Emerging Markets 10%
Emerging markets have been a horrible investment over the past ten years… but a fantastic one over the past 30. Over the long term, smaller economies with robust workforces and large commodity resources have shown their capability to grow at double or even triple the rate of the developed economy. The fact that the main emerging market economies (BRICs) are all currently in a bear market only makes a long term investment in these countries more attractive at the present time.
Frontier Markets 10%
Everything that holds true for emerging markets is even more representative of Frontier markets. The risk is exceptionally high, but over the long run the risk of not being in these markets and ignoring the potential growth drivers of this century is even higher.
Commodities are more difficult to pin down to specific geography - that's what this bucket denotes.
With these asset allocations in mind, I have chosen a mixed basket of low fee, index tracking ETFs that provide the desired exposure to each asset and geography. Each investment will comprise 10% of the overall portfolio.
VB - US Small Cap Blend
Index: CRSP US Small Cap Index
VO - US Mid Cap Blend
Index:CRSP US Mid Cap Index
VV - US Large Cap Blend
Index: CRSP US Large Cap Index
VEA - Global Ex-US Developed
Index: FTSE Developed ex North America Index
VWO - Global Ex-US Emerging
Index: FTSE Emerging Markets All Cap
FM - Frontier Markets
Index: MSCI Frontier Markets 100 Index
GNR - Commodities
Index: S&P Global Natural Resources
TLT - Long Term Treasuries
Index: Barclays U.S. 20+ Year Treasury Bond Index
VCLT - Long Term Corporate Bonds
Index: Barclays U.S. 20+ Year Treasury Bond Index
VNQ - REIT
Index: MSCI U.S. REIT Index
- Fee: 0.12%
Average Annual Fee = 0.22%
For the more visual, here's a quick breakdown:
Benchmark and Success Metrics
There are two main goals that this portfolio will seek to achieve. First, to outperform the US Large Cap market, as defined and measured in the CRSP US Large Cap index, and invested as the Vanguard US Large Cap ETF, VV. Second, to deliver that outperformance with less volatility and more income.
Volatility is a difficult metric to measure specifically, so this goal will be split into two components:
Max drawdown, year to year (have a smaller maximum drawdown than the Benchmark from inception)
Sharpe Ratio (have a higher Sharpe ratio than the benchmark)
History shows us that it is nearly impossible to time the market. By attempting to sell only at market highs, and buy only at market lows, the human tendency is to sell too early and wait too long to buy. In short, if you want to invest, the best strategy is to be invested. Over the time horizon of this portfolio (20+ years), the most important factor is to be invested as quickly as possible. my fund will seek to do just that with the resources available.
Terms for Change in Strategy
The portfolio manager may choose to augment the strategy at any time following the completion of at least 5 full investment years (ending December 31st each year).
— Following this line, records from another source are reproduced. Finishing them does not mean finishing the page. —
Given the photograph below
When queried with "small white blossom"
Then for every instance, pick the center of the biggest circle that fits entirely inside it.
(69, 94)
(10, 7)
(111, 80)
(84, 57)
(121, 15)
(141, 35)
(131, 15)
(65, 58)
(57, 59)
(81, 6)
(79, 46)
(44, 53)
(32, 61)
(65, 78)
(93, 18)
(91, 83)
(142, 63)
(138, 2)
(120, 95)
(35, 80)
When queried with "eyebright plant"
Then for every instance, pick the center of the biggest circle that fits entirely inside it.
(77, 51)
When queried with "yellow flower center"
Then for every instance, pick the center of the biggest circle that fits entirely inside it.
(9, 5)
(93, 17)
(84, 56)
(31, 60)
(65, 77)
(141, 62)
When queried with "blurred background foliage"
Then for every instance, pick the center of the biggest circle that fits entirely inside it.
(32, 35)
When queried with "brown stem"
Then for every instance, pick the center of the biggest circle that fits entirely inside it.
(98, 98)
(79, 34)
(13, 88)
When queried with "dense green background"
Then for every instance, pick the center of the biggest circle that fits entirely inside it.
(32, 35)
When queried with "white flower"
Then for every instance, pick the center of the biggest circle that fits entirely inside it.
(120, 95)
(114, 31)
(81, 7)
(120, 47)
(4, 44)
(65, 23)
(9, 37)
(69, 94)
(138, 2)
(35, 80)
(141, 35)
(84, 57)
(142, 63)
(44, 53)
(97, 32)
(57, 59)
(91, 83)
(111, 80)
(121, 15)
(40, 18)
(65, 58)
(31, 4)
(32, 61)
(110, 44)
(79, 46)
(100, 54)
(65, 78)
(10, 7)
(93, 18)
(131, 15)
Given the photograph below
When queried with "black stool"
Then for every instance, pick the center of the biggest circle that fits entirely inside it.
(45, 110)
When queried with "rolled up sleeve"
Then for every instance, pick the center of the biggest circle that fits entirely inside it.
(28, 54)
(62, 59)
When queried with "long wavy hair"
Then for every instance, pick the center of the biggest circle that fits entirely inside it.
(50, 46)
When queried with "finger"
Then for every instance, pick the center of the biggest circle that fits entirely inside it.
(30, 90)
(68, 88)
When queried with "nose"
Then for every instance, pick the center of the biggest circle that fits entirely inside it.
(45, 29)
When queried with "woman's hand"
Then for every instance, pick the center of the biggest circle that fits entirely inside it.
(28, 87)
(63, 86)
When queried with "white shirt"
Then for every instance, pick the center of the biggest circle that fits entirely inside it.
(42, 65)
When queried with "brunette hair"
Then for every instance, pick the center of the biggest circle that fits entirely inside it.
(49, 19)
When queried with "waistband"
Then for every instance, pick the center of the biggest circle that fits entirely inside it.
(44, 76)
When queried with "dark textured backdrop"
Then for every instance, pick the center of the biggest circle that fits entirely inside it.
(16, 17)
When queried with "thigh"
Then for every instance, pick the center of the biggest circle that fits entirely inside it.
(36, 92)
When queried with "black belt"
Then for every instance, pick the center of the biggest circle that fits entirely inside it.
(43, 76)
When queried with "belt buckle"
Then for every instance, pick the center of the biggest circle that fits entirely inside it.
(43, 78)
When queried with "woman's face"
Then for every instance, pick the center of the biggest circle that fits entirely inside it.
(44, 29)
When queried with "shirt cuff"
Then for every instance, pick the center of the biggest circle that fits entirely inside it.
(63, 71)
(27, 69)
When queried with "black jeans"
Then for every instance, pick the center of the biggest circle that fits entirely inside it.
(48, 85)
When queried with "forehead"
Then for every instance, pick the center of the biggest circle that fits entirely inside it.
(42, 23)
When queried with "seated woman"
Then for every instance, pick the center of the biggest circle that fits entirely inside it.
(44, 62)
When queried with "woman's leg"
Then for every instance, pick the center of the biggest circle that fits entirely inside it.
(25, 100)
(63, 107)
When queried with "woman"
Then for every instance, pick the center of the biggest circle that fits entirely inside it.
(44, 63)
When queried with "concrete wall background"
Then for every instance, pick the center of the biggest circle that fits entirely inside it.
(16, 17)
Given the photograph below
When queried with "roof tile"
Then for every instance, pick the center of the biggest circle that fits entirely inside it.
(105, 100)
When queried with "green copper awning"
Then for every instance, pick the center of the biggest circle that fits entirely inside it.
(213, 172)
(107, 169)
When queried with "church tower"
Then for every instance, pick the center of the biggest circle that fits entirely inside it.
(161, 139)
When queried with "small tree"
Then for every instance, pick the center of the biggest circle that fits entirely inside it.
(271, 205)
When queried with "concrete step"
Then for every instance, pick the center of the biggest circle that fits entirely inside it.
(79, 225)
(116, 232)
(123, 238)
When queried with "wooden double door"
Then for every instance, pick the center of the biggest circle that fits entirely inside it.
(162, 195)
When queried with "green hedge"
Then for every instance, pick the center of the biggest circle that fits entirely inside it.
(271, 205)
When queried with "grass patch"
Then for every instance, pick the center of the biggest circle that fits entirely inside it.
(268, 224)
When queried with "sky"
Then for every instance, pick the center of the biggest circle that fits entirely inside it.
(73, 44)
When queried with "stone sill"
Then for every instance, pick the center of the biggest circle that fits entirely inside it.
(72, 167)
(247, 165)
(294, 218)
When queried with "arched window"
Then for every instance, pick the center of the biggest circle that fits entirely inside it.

The first Strategy Reconfiguration window will start December 31st, 2020. The second will open on December 31st, 2026 after a full ten year investment cycle.
The manager must reevaluate the strategy of investment at each Reconfiguration Window.
In short, I am invested for the long term. I think the world economy is going to grow over that time period. But, I am not exactly sure where, or how. I think this portfolio fairly well captures that, but I am curious to know what you'd do differently?